Despite the large number of schools closing, in some cases donors have rallied to keep their school from going under.
Earlier this month, the Academy of Our Lady of Peace in New Jersey was saved from closure through the action of anonymous donors.
But Sister MacDonald warned that this model of saving a few schools at the last minute will likely not remain sustainable year-after-year.
“We are optimistic that things will pick up,” she said, noting that about 2,000 Catholic schools across the country have not experienced massive enrollment declines, but instead have waiting lists.
“People do want Catholic education, and our challenge at NCEA and in working with various dioceses is how to make these schools affordable and accessible for families, especially families of modest means.”
Archbishop Jose Gomez of Los Angeles oversees the largest Catholic school system in the U.S., and wrote in a June 16 column that the nation’s Catholic schools play a vital role in helping minority and low-income families.
Nationwide, about 20% of students who attend Catholic schools in the U.S. are members of racial minorities, according to 2016 NCEA data.
In Los Angeles, that figure is significantly higher. Gomez says about 80% of Catholic school students in LA come from minority families.
For elementary school students, the average yearly cost of attendance is about $5,936, while for high school students it is $15,249, NCEA says.
Los Angeles’ Catholic Education Foundation has granted more than $200 million in scholarships to 181,000 low-income students over the past 25 years, Gomez said.
In addition, he said, the LA Catholic school system has provided nearly half a million free meals to low-income students since the start of the pandemic.
The archbishop decried the fact that 37 states still have laws on the books, known as “Blaine Amendments,” which prohibit government funding to “sectarian” schools— a 19th-century euphemism for Catholic schools, according to opponents of the laws.
A constitutional amendment to ban government funding for Catholic schools, proposed in the late 19th century by Maine lawmaker James Blaine, failed at the federal level, but many states inserted similar language in their constitutions.
Parents paying to send their children to Catholic schools end up also paying for public schools with their tax dollars, Gomez said, without any of that government aid going to their children’s education.
The Supreme Court is expected to soon issue a ruling on a consequential Blaine Amendment case, and though some parishes have received emergency payroll loans through the Coronavirus Aid, Relief, and Economic Security (CARES) Act, Gomez says Congress and the White House “cannot afford to wait” to provide aid to Catholic schools.
“If Catholic schools are allowed to fail in large numbers, it would cost public schools about $20 billion to absorb their students, a cost already-burdened public schools should not be made to bear,” Gomez asserted.
Catholic school students are, almost across the board, more academically successful than their public school peers.

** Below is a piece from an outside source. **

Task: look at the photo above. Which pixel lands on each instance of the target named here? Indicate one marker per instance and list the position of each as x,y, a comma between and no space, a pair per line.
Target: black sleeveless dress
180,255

According to 2016 figures, 99% of Catholic school students graduate from high school on time, and 86% of Catholic school graduates attend college.
About 17% of students at Catholic schools are not Catholic, making their attendance an opportunity for evangelization both for them and for their parents.
MacDonald says she hears from parents who are not Catholic who nevertheless want for their children the kind of environment that a Catholic school provides.
“While we are teaching the academics, we are creating an environment that we hope lives out Gospel values, where kids are expected to act and live with Gospel values in terms of service to others, care and concern, basic Christian charity, and cultivating a prayer life,” she said.
“We hope and pray that they have learned how to be good Christians while in our schools. And that's good for everybody.”